One point to remember is that the severity and position of doglegs are what cause torque and drag problems -not the number of slides.

In a long Lateral Section, the second camp will more likely reach projected length. This is one of the reasons that target lines work when points do not. A Directional Driller is more likely to stay closer to a line. Long slides of 20 feet or more should be reserved for the build or landing sections, and should be used sparingly within the Lateral Section. The only time large corrections should be made are after a fault is cut or to counter strong dip changes.

Occasionally, mechanical problems such as a formation change or torque and drag may prevent course corrections until a trip is made to clean the hole or change the BHA. After such a trip, a large correction may be needed to get back into target.

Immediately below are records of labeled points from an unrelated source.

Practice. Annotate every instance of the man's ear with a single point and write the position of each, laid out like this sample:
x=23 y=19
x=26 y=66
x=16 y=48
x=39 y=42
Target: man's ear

Guidelines for the Lateral Section

The Geosteering Team should develop contingency plans in advance of any major problems that may be encountered in the Lateral Section. The Lateral Section is more of a decision management exercise than either the Build or Landing Section, simply because it is more difficult to interpret the wellbore’s position within the targeted zone. GeoSteering Team guidelines for the Lateral Section include:

  • Make decisions ahead of time: Contingency plans should be formulated before the well spuds in order to prescribe the general outline of response to a wide range of drilling scenarios. All that remains is to examine the data and act upon the decision. Often, in the excitement of the moment, there is a tendency to make decisions that do not adhere to the contingency plan, and hence fail to advance the objectives set forth in the plan. However, if a course of action can be planned under calmer conditions, before the event occurs, then adhering to the response plan will be easier.
  • Make bailout or sidetrack contingencies, and then abide by them. When a fault is cut, or when a pinch-out is encountered, determine the throw and position of the well in-section after the fault, or confirm the pinch-out. If the throw is too great to recover, or if the formation has pinched-out, then follow the contingency plan.
  • Make a target change ONLY WHEN THE GEOLOGY CHANGES. There simply is no other reason to make a target change. Target lines should only move when the wellbore begins to approach the target boundaries as a result of unforeseen changes in the formation.
  • Make the least number of target changes possible to stay within the target. Every target change will affect the course of drilling in the remainder of the well. Doglegs increase torque and drag in the lateral section. Each dogleg adds to the problem, so the length of the lateral section is generally limited by the number of target changes.
  • Thin targets with complex geology will require more target changes than thicker targets in simple geology. Thin targets, complex geology, and fast drilling can create nightmares for the Geosteering Team. These are the hardest type of targets to geosteer, and require constant supervision and intensive interpretation. Target changes for these types of reservoirs will be more frequent.
  • Make steering decisions only when ALL of the critical data has been examined. Instant decisions that do not include all pertinent data are only guesses, and often cause more harm than good. The only mistake that the geosteering team should regret is the one made without first examining the data. A decision made through guessing or through panic can cause an unnecessary dogleg at minimum, or a sidetrack in the worst case.
  • Mistakes in interpretation will invariably be made -so admit the mistake, recover, and continue. There are times when two perfectly reasonable interpretations fit the data. In these cases, it is best to look at more data to resolve the two interpretations (if possible). Many such cases actually resolve themselves in short order when more data is introduced. If the situation cannot be resolved with a reasonable amount of time and more data, then make the best choice and live with it. If it is discovered that the choice was not correct even after studying all of the data, then admit it and make plans to get back on target.